Seven days, throughout Chumash, is the basic unit of routine. Be it the routine of a week (six days followed by shabbat), or seven days to cleanse oneself from "tumah" (see Tazria Metzora and tumat meyt), or seven days of the Miluim, etc. These seven days not only remind us to get rid of "avoda zara", they also set us into a new routine, a routine of dependance upon God.

Eating Matza
Similarly, by eating matza on Chag HaMatzot, especially on the first night, the very same food we ate during the Exodus, we remember the positive aspect of this 'educational' process, i.e. growing dependant on God. If we look carefully, this may be the meaning of what the Torah tells us that we are to tell our children, when they ask as - Why are we eating matza? "And you shall tell your son on that day: it is for this purpose ("ba'avur zeh") that God took us out of Egypt - and this shall serve as a sign on your hand and as a reminder on your forehead- in order that the Torah of God may be in your mouth.." (13:8-9, see context- compare with Dvarim 6:20-25!)

I find special significance in the date of my father's shloshim - the 7th of Nisan, for this date also marks the day on which Sefer Yehoshua opens. Recall that Bnei Yisrael crossed the Jordan River entering Eretz Yisrael on the 10th of Nisan (4:19), and therefore, three days earlier, on the 7th of Nisan, Sefer Yehoshua opens as he commands the nation to prepare themselves for that day (1:11). This very same day also marks the conclusion of the thirty day mourning period for Moshe Rabeinu (see Dvarim 34:8), and God told Yehoshua: "Moshe My servant had died, and get up and cross the Yarden together with the people, into the Land which I am giving to Bnei Yisrael..." (1:2)

The 7th of Nisan marks a time of transition from one generation to the next, from "dor ha'midbar" - the generation of the desert - that received the Torah, to "dor knisa l'aretz" - the generation that inherited the Land of Israel - whose responsibility it was to fulfill the goals of Matan Torah. My father served as the Rabbi of Akron, Ohio for some forty years. Like Moshe Rabeinu, he was leader of a Jewish community, in the spiritual 'desert' of Akron, Ohio. His life-long dream was to live in Eretz Yisrael, yet he dedicated his entire life to his community in Akron.

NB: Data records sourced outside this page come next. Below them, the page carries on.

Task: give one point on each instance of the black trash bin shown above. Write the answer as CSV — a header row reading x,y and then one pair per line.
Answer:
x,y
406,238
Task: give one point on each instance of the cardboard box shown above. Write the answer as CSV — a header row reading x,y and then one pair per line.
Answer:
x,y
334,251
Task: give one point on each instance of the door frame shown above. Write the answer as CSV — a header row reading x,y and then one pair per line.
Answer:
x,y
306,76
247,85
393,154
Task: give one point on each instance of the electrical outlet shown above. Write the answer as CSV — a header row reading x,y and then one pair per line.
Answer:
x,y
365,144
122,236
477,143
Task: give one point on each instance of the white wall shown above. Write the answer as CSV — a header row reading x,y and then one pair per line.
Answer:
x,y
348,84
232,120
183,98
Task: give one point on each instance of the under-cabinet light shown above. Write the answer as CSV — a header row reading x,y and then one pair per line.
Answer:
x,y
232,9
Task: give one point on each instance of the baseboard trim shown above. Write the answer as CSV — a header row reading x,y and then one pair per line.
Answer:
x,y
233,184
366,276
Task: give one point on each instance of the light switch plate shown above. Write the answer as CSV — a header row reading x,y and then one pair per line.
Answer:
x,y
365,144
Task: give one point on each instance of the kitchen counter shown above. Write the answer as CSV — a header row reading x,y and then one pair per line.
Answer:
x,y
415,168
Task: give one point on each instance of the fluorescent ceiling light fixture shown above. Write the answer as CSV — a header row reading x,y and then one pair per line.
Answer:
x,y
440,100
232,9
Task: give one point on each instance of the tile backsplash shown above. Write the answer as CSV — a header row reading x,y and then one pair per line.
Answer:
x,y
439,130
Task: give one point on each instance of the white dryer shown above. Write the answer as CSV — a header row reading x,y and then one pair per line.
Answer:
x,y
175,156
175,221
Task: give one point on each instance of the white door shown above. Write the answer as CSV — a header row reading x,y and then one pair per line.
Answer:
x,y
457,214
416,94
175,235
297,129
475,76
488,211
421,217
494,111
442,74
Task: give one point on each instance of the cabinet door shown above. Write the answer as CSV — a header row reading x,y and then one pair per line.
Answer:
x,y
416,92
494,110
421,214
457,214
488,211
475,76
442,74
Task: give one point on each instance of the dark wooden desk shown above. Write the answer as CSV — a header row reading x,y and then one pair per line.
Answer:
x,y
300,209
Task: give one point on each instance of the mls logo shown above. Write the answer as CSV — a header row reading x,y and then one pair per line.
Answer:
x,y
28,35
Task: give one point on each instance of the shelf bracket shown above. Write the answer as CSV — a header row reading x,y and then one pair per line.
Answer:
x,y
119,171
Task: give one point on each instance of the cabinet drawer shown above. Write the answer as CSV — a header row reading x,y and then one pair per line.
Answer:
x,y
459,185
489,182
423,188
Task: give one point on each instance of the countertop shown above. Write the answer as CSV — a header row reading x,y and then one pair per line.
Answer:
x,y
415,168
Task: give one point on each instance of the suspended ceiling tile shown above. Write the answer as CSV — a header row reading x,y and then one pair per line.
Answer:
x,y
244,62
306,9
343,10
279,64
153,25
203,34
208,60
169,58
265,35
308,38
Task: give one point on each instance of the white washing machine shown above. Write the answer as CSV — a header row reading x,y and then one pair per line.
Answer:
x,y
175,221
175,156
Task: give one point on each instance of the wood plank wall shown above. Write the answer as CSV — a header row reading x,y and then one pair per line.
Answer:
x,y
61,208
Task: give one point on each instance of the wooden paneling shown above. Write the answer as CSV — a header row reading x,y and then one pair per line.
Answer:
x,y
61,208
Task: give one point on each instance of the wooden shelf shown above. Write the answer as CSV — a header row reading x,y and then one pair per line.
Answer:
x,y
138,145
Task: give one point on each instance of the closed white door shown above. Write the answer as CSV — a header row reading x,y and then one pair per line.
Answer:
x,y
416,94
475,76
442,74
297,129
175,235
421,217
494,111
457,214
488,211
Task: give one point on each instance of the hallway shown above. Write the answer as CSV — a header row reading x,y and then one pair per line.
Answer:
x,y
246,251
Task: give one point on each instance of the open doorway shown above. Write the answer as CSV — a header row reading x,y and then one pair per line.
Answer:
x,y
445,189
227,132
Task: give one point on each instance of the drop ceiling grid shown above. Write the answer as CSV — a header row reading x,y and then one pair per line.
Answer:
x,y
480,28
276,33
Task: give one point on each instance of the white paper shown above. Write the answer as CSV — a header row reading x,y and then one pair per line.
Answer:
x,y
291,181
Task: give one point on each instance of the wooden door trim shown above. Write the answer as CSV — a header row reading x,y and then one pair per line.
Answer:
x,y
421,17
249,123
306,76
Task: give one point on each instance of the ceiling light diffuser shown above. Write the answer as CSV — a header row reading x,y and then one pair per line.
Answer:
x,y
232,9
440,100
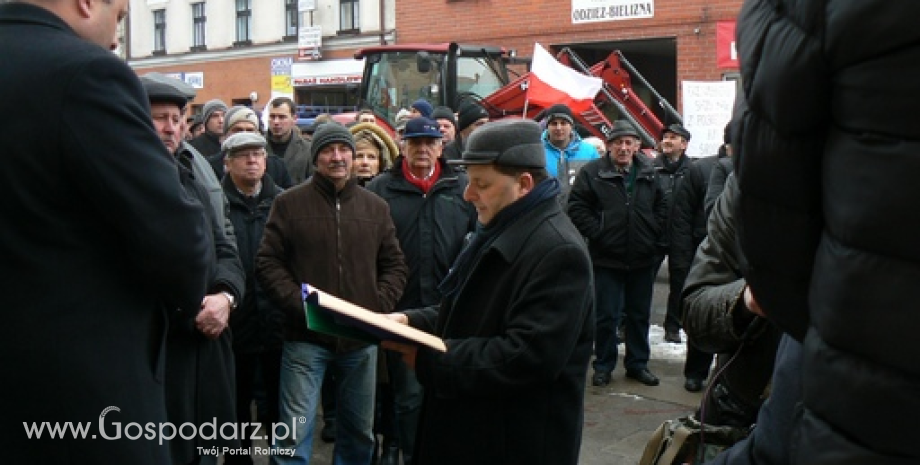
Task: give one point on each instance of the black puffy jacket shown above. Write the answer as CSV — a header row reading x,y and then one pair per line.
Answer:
x,y
829,151
622,229
431,228
256,322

"Shloshim" for one's father is also a time of transition - a transition from one generation to the next. God has given me the "zchut" to fulfill my father's dream - like the generation of Yehoshua - to live in the Land of Israel; to raise a family, to learn, and to teach Torah. I must be thankful to my father, for it is he who instilled in me the love of Torah and the love for the Land of Israel.

Like the connection between Pesach and Chag HaMatzot, on "Shloshim", one must be thankful to a parent not only for the life that he gave him, but also for its purpose: Thank you, Abba, not only for the life which you have given me, but also for its purpose that you have taught me. Thank you, Hashem, for you have blessed me with a wonderful teacher and father.